It’s almost the end of the semester. Spring break is in the rearview mirror and you’re about to kick-off that last push towards finals. With everything else that’s been going on in your life, it’s easy to understand that sometimes things get lost in the shuffle—like looking for a summer internship. Oops? But your summer isn’t a lost cause quite yet. Here’s what to do if you’ve left looking for that summer internship until the very last minute.
It’s going to take some work
Okay, so maybe you missed the deadlines to apply for a few of those internships you were thinking about. Or maybe you put all your eggs in one basket and banked on a getting an internship that just didn’t work out. Whatever the reason, the fact is that starting to look later in the semester will be a little more difficult. “It will require more simultaneous work on your part,” says Laura Craig, Associate Director of Career Development at the Temple University Career Center. “That could include developing your professional brand and materials like a resume, researching industries and organizations, creating internship applications, and attending employer events.” It’s a lot to take on all at once, but it can pay off if you snag a great internship. Keep an eye on your campus’s Career Services job board if they have one or spend some quality time with online resources like internships.com. Not all internship applications operate on set deadlines and new postings get added every day. If you know what you’re looking for and have your resume polished up, it could just be a matter of keeping an eye out for the right posting to come along.
Mine your connections
You also don’t have to start from scratch. “Don’t struggle alone,” Craig says. “Start with your campus resources – faculty, academic advisors and your career services office.” You can also turn to the people you know well. Marketing professional Mara Hyman suggests that last-minute-internship hunters should “put together a list of the family friends, mentors, distant cousins, anyone you know working in your industries of choice, and reach out to them about summer volunteer opportunities.” For Hyman, this strategy was successful: “I ended up finding an internship not because one was posted for the company, but because I had worked with an organization in high school whose team happened to need assistance that summer.” You never know when someone you know will have some good suggestions – or even a job for you!
Networking is also key as the summer gets closer. Craig explains that networking “can take many forms ranging from identifying and contacting alumni on LinkedIn to reaching out to personal contacts, or meeting people at events.” If you’re new to networking, looking for an internship can be a great way to practice before you need to use those skills out in the real world. It also gives you a chance to build connections that you can turn to for your next internship or when you’re looking for a full-time job.
Job-hunting doesn’t always go perfectly. If you’re striking out looking in your particular field of interest, it might be time to think outside the box a little. Keep an eye out for positions that will let you work remotely or consider broadening your search to other fields where you might still get to do similar work. Smaller businesses with less competitive internship programs are great places to look for work. Maybe you missed the deadline to apply for that internship with a big marketing firm, but you can still get your feet wet in a marketing internship for a local company or nonprofit organization. With a smaller company, there’s also a good chance you’ll be given more to do. Look to community theaters, summer camps, your old favorite stores. As Hyman puts it, “Opportunities can pop up in the most unlikely of places, so don't give up!”

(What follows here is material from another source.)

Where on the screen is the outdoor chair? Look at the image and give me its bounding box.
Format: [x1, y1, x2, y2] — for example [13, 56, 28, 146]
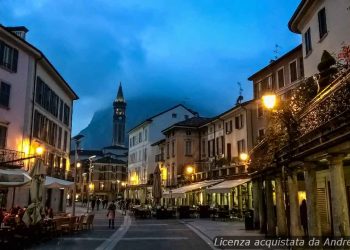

Internships aren’t everything
If all else fails, a regular job is always a solid option. It’s better to have something on your resume, even if it isn’t directly related to your future career. Retail or food service might not be glamorous but you’ll have plenty of stories to tell in interviews about how you work with others and resolve conflict. According to Craig, “there are many opportunities to build skills that are important to employers—communication skills, leadership, ability to take initiative and ability to solve problems among others. It’s acquiring those skills and articulating how you used them in your experiences that impresses employers.”
In the end, the most important thing to avoid spending the summer on sitting on the couch. So get out there and start looking! And maybe don’t leave it all until the last minute next year.